When to Use the Prototype Model?

• When requirements are unclear.

• When user feedback is essential.

• When UI/UX is a key focus.

• When a proof of concept is needed.

• When stakeholders need to visualize the system early.

Why Not the Spiral Model?

1. Spiral Model is complex and costly due to detailed risk analysis and multiple iterations.

2. Spiral Model suits large, high-risk projects, while the Prototype Model is better for clarifying requirements.

3. Spiral Model requires expert risk management, which may not be needed in simpler projects.

RAD Model(1990s)

The RAD Model is a software development methodology that prioritizes rapid prototyping and quick feedback from users. It emphasizes quick development and iteration, reducing the overall development time by using tools and techniques to create software components in parallel and integrate them.

Phases of the RAD Model

Advantages of the RAD Model

• Faster development – Rapid prototyping reduces time-to-market.

• User feedback – Continuous user involvement and feedback ensure the system meets their needs.

• High flexibility – Allows easy changes and refinements based on user feedback.

• Improved quality – Early testing and prototypes help identify issues early.

• Cost-effective – Reduces development time and costs due to parallel development.

Disadvantages of the RAD Model

• Requires skilled developers – Fast-paced development requires highly skilled teams.

• Not suitable for large, complex projects – Can be ineffective for large-scale systems due to the challenge of managing multiple prototypes.

• Limited scalability – RAD is better for smaller projects and prototypes.

• Risk of scope creep – Continuous feedback and changes can lead to expanding project scope.

When to Use the RAD Model?

• When quick development is needed and requirements are clear but flexible.

• For small to medium-sized projects that can be rapidly developed.

• When user involvement is crucial for frequent feedback.

• When there are limited resources but a need for fast deployment.

Why Not the Prototype Model?

1. RAD Model is faster – RAD focuses on quick development and iteration, while the Prototype Model can involve multiple prototyping cycles.

2. RAD is more structured – RAD involves clearly defined phases for rapid development, while the Prototype Model is less structured and can lead to scope creep.

3. RAD handles parallel development – RAD works with multiple components in parallel, whereas the Prototype Model focuses on a single prototype at a time.

4. RAD is better suited for projects requiring frequent user feedback and rapid iteration, while the Prototype Model is more focused on initial requirement clarification.
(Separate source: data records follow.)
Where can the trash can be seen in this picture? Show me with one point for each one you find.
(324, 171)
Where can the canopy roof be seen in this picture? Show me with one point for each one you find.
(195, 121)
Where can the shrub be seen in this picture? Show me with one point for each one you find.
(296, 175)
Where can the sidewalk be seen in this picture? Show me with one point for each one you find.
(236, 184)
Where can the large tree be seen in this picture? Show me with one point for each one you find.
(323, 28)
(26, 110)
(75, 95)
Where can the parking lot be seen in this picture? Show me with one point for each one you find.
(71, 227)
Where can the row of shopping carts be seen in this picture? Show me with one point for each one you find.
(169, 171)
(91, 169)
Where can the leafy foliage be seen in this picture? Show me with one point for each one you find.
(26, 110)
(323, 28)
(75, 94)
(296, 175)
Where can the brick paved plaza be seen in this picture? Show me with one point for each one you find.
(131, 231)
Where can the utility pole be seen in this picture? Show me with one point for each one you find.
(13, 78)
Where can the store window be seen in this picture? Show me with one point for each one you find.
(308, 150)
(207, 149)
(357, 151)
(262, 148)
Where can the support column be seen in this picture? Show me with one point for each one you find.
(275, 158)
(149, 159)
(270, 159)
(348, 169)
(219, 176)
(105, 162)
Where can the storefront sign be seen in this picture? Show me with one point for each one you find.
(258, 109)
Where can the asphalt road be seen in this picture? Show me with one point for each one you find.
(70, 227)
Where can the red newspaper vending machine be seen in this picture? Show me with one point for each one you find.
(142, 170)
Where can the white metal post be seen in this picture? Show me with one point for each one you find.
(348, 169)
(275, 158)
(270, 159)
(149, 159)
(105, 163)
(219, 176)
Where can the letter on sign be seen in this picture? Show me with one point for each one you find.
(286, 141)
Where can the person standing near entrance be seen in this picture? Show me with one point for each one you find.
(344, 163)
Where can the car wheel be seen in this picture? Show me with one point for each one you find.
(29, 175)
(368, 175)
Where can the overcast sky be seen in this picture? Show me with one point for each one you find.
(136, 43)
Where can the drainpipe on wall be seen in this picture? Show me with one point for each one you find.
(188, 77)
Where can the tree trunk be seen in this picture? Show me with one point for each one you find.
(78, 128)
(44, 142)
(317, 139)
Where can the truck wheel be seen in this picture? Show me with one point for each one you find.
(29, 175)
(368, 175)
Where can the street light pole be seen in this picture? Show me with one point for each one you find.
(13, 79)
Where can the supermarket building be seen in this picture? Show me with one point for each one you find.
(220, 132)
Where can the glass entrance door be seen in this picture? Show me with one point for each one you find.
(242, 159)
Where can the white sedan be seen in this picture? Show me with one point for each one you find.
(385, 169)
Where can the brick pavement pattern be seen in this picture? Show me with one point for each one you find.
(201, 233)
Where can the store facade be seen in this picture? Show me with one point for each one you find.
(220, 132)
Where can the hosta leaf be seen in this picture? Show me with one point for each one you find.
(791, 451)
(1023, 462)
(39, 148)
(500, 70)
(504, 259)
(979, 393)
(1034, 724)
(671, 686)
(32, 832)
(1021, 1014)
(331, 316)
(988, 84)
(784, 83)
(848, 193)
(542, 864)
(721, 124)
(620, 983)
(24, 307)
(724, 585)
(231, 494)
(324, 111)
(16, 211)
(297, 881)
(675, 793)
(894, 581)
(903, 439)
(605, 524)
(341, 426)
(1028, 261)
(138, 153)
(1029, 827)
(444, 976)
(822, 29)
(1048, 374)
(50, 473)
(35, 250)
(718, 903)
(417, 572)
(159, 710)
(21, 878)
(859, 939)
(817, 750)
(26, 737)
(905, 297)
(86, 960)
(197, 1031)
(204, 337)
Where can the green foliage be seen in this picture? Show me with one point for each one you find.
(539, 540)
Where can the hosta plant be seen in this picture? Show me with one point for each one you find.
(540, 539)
Incremental Model (1990s - 2000s)

Incremental Model is a process of software development where requirements divided into multiple standalone modules of the software development cycle. In this model, each module goes through the requirements, design, implementation and testing phases. Every subsequent release of the module adds function to the previous release. The process continues until the complete system achieved.

Advantages of the Incremental Model

• Delivers a working product early.

• Easier debugging and risk management.

• Allows user feedback for improvements.

• Lower cost compared to full-scale development upfront.

Disadvantages of the Incremental Model

• Requires careful planning and design.

• Integration challenges as new increments are added.

• Increased overall development time compared to RAD.

• Not suitable for projects with rapidly changing requirements.

When to Use the Incremental Model?

• When requirements are well-defined but can evolve.

• When early delivery of functional components is needed.

• For large projects that can be divided into smaller modules.

• When risk management and phased implementation are priorities.

Why Not the RAD Model?

1. RAD focuses on rapid prototyping, while the Incremental Model follows a more structured, phased approach.

2. Incremental Model is better for large projects, whereas RAD is ideal for quick, small-to-medium-sized applications.

3. Incremental Model allows for planned development, while RAD relies heavily on continuous user feedback.

4. RAD is faster, but the Incremental Model ensures stability and long-term scalability.